Ermeniler tarafından  soykırıma uğratılan gruplar arasında en büyük kitleyi oluşturan Kürtler ve Türkler, kötü önderlerinin yaptığı aşılar sonucu tembel  tembel esnerken, iki Ermeni bir araya geldi mi “Türklerin Ermenilere soykırım yaptığı fikrini yayacak” dernekler kuruyor, ikna edilecek kitleleri saptayıp üstlerine gidiyorlar. Bunu sahte belgelerle dolu TV programları, kitaplar, dergiler, gazeteler izliyor. Sonunda iş o noktaya taşınıyor ki, çeşitli yayınlarda aynı iddiaları okuyan, aynı fotoğrafları görenler de “Bu da mı yalan? Bu da mı bu da mı?”cı grupların arasına katılıyorlar. 

İş öylesine çığırından çıkmış bir hâldeki, bazı Ermeni kuruluşları, özellikle sahte fotoğraf üretimini ödüllendireceğini ilan etmekte hiçbir sakınca görmüyorlar. 
Hem de "Dünyanın Jandarması Amerika"da... 

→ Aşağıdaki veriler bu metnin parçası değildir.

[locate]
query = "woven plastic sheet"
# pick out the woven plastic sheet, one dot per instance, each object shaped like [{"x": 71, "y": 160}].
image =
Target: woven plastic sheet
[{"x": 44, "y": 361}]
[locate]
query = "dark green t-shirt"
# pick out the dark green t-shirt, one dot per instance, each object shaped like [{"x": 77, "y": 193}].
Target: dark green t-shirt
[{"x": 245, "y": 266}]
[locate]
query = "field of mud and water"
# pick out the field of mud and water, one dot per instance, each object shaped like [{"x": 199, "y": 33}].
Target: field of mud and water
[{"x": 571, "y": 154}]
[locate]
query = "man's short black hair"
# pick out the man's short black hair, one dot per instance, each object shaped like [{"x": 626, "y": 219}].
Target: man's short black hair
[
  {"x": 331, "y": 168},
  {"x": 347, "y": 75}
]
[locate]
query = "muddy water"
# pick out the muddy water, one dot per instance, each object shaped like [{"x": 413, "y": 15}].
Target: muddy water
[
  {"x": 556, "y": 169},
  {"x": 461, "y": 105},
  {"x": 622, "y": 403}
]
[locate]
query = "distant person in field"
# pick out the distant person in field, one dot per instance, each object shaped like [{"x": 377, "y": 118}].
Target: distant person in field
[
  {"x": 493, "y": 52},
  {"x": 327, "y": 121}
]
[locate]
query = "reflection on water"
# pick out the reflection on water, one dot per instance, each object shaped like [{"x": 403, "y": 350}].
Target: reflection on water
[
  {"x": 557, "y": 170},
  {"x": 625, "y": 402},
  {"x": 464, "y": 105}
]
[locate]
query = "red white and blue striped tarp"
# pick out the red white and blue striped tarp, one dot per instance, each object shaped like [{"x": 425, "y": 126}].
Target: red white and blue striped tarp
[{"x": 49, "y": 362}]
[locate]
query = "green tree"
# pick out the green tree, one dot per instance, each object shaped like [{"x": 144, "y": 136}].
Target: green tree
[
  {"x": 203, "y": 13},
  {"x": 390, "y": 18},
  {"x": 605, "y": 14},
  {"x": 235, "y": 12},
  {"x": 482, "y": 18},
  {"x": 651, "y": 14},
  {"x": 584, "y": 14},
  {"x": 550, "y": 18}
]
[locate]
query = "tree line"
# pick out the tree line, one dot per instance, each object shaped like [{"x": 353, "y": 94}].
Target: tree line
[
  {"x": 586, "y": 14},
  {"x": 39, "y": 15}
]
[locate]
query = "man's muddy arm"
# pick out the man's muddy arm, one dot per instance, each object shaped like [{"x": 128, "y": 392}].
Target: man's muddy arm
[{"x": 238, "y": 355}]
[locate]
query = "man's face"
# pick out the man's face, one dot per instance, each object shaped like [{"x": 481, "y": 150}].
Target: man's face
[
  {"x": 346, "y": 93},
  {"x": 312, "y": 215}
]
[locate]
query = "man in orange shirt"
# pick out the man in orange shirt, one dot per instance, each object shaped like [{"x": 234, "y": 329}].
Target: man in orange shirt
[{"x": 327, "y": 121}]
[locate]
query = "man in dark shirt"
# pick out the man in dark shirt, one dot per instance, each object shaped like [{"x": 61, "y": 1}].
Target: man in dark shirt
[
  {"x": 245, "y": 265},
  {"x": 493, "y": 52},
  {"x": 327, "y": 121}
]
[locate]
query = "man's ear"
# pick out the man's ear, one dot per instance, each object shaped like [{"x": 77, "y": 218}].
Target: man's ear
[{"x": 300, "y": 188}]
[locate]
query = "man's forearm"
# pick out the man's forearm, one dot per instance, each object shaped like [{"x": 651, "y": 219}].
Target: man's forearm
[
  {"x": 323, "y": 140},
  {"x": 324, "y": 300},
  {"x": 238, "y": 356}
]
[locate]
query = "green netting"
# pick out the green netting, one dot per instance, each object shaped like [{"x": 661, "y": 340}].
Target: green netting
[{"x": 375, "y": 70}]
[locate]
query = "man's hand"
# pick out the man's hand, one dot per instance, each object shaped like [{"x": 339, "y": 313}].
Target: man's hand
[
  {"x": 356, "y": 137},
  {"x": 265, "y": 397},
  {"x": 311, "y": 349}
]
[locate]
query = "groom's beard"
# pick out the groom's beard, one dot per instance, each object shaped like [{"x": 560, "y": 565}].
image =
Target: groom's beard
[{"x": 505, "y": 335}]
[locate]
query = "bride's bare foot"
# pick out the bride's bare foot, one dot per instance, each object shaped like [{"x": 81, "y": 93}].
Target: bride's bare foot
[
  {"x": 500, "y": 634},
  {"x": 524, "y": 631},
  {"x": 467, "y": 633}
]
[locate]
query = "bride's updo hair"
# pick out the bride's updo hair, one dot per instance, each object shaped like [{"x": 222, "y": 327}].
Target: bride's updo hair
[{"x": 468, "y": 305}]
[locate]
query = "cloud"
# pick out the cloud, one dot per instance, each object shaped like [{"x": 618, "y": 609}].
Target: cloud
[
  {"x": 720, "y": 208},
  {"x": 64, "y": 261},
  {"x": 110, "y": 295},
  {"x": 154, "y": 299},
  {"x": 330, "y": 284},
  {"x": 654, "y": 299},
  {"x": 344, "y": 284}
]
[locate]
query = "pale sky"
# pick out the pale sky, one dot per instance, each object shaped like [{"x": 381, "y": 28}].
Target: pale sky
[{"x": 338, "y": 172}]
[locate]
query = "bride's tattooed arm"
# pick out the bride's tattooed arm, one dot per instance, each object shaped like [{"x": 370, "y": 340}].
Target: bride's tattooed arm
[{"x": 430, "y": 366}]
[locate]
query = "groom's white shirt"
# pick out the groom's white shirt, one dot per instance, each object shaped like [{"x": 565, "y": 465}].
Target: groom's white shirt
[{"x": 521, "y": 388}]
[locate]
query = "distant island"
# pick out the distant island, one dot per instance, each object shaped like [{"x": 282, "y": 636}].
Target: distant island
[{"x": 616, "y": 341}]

SAYGI GÖREN APTALCA SÖZLER
Gerçeklerin ortaya konmasına ve olayların sorgulanmasına sürekli olarak engeller çıkaran Ermeniler, sahtekârlıkları ortaya çıktığındaysa iyice yüzsüzleşiyorlar. 
Aşağıdaki saçma sapan sözler, Ermenilerin soykırım konusundaki iddialarından alınmıştır.
- Ermeni soykırımı öylesine gerçek ki, tartışmaya gerek yok!
- Ermeni soykırımına parlamentolar (yani siyasetçiler) karar vermiş, iş bitmiştir. Tartışmak boşa gayret!
- Soykırım işi tarihçilere bırakılmayacak kadar ciddi bir iştir. (Bunda haklı olabilirler. Çünkü parayla satın aldıkları tarihçi mukallidlerini öylesine iyi tanıyorlar ki!)
- Ermeni soykırımı olmadı mı? Bu “Türk devletinin resmî bakışı”dır. Bize böyle tezlerle gelmeyin.
- Ermeni soykırımı bir kez yapılmadı.
- Ermeni Soykırımı'nın fotoğraflarla onaylanmasına gerek yok, bunu hayatlarını kaybedenlere borçluyuz (Ne demek istediklerini anlarsanız bana da bildirin lütfen!).
- Biri görmek istediğini görür. Gözlerin var, sen görmüyor musun? 
Daha o denli saçma iddia ve iftiralar var ki, abuklukta ulaşılan dorukları görmenizi isterdim. 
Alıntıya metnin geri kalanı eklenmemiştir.